Consistency in Dice
I have always found it a tad odd that in RPGs you are more or less always just as likely to fail as when you started. Sure the odd stats boost means you technically bumping the probability of you succeeding up, but a critical failure is always just as likely. In reality as you become more skilled at something you become more consistent, more likely to get a similar result. This got me thinking “why can’t RPGs be like this?” and that got me thinking about imperial units.
So we non-Americans love to get all uppity about how metric is better, but I am here to tell you it’s not always true. Sure it makes naming units easier, but what about when I want to describe 1/3 of a meter in millimetres. 333.3 recurring millimetres? YUCK. 1/3 of a foot, however, is just 4”. Elegant. In fact it really speaks to the superiority of base 12 as a whole; its ease at expressing common fractions. But what does this have to do with RPGs and making skills consistent?
Enter the d12. On its own it is like any other die; each number is just as likely to show up as any other. But we can replace the d12 with 2d6 and suddenly the results form a nice curve. Replace those with 3d4 and the curve gets even nicer. 4d3 (d6/2 if you don’t own any d3s) and that curve is even nicer again. Hell you wanna get freaky? 6d2. Hot damn that is a nice parabola.

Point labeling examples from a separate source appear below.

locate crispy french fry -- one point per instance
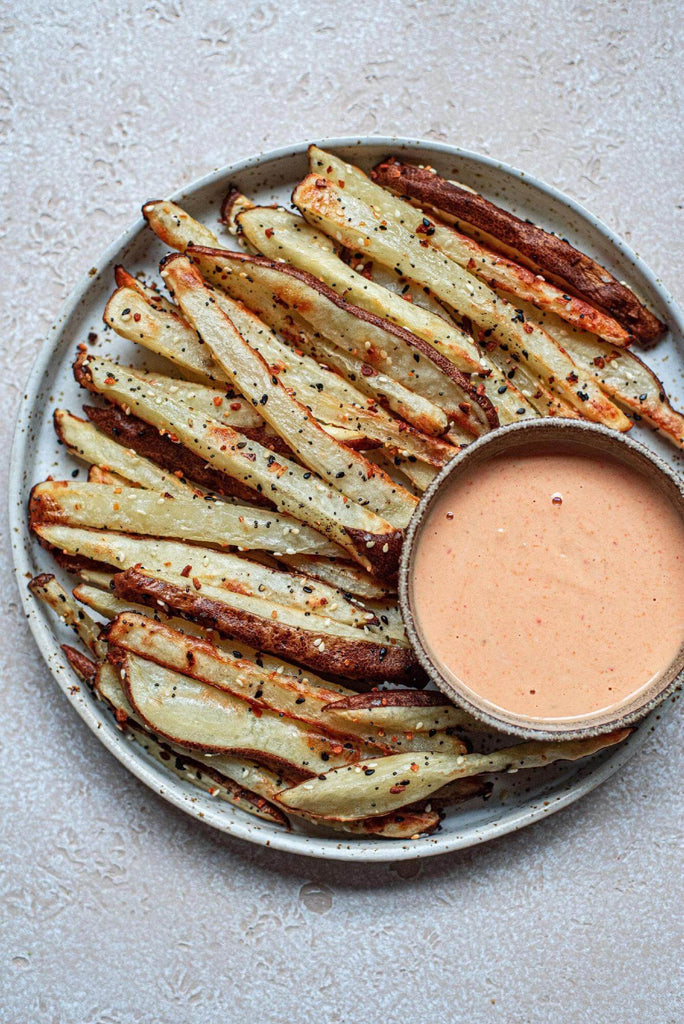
(269, 690)
(384, 784)
(348, 471)
(385, 347)
(68, 505)
(517, 282)
(339, 211)
(280, 235)
(201, 717)
(221, 570)
(331, 648)
(84, 440)
(620, 373)
(348, 578)
(554, 256)
(293, 489)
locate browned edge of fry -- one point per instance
(83, 666)
(353, 659)
(403, 336)
(547, 251)
(390, 698)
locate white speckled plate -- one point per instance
(516, 800)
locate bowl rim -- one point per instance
(570, 432)
(197, 805)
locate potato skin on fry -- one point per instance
(547, 251)
(356, 660)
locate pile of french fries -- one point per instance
(240, 532)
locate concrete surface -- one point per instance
(116, 908)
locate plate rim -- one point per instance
(153, 776)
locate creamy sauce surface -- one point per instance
(551, 585)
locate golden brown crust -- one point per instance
(355, 659)
(80, 663)
(548, 252)
(390, 698)
(400, 333)
(147, 441)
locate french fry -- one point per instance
(293, 489)
(85, 441)
(385, 347)
(201, 717)
(621, 374)
(546, 252)
(346, 470)
(410, 711)
(68, 505)
(221, 570)
(280, 235)
(108, 605)
(348, 578)
(269, 690)
(333, 649)
(386, 783)
(151, 443)
(151, 295)
(339, 211)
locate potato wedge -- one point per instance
(339, 211)
(546, 252)
(620, 373)
(150, 443)
(108, 605)
(152, 295)
(349, 579)
(269, 690)
(281, 235)
(385, 347)
(384, 784)
(222, 570)
(345, 470)
(85, 441)
(411, 711)
(135, 511)
(168, 221)
(510, 278)
(201, 717)
(293, 489)
(333, 649)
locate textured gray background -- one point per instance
(115, 906)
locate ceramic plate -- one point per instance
(517, 800)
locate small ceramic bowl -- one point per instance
(537, 435)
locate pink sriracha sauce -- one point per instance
(551, 585)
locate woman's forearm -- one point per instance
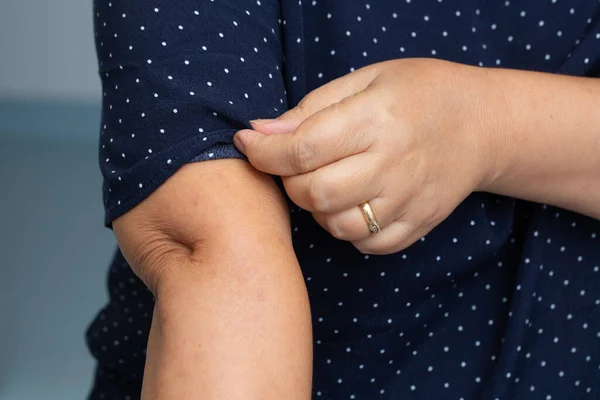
(231, 318)
(238, 329)
(548, 135)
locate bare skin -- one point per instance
(415, 137)
(232, 319)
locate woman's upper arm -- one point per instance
(179, 78)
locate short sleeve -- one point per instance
(584, 58)
(179, 78)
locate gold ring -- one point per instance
(369, 217)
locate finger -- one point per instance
(333, 133)
(338, 186)
(351, 225)
(399, 234)
(318, 99)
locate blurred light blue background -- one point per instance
(54, 250)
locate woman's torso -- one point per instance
(502, 300)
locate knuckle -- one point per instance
(315, 196)
(303, 155)
(336, 227)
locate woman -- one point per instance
(441, 219)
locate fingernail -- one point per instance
(238, 144)
(261, 121)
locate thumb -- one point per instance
(317, 100)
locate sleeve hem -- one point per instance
(137, 186)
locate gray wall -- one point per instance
(47, 50)
(54, 249)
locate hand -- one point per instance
(413, 137)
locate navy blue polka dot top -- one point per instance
(500, 301)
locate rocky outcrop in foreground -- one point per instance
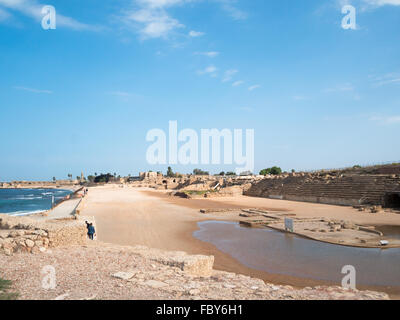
(102, 271)
(29, 235)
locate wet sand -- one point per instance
(129, 216)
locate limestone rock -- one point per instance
(124, 275)
(29, 243)
(155, 284)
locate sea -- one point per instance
(20, 202)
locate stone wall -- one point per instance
(25, 234)
(326, 188)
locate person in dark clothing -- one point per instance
(91, 230)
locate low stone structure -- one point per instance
(25, 234)
(340, 189)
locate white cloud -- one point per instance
(33, 90)
(211, 70)
(151, 19)
(237, 83)
(229, 7)
(247, 109)
(299, 98)
(210, 54)
(4, 15)
(252, 88)
(387, 79)
(379, 3)
(368, 4)
(195, 34)
(386, 120)
(340, 88)
(229, 75)
(120, 94)
(33, 9)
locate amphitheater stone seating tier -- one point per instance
(338, 190)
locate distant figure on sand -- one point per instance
(91, 230)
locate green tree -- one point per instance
(273, 171)
(170, 173)
(199, 172)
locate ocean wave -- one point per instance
(26, 198)
(25, 213)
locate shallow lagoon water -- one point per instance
(280, 253)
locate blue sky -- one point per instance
(82, 97)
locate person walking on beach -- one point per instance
(91, 230)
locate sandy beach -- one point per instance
(130, 216)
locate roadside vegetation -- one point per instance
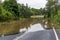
(14, 16)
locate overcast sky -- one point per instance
(34, 3)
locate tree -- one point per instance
(12, 7)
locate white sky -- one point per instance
(34, 3)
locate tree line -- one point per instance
(11, 10)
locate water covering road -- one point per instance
(35, 32)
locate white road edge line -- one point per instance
(55, 34)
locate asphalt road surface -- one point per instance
(38, 35)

There is a small bug that might as well be a feature with this. With each step the lowest possible result gets bigger. In this case I think it helps signify a stat or skill getting more consistent. If there really is a usable game here, I am not too sure, but it is a nice theory and an excuse to screw around on AnyDice. I’ll be back here if anything comes from this, mark my words. Or don’t, I’m not you mum.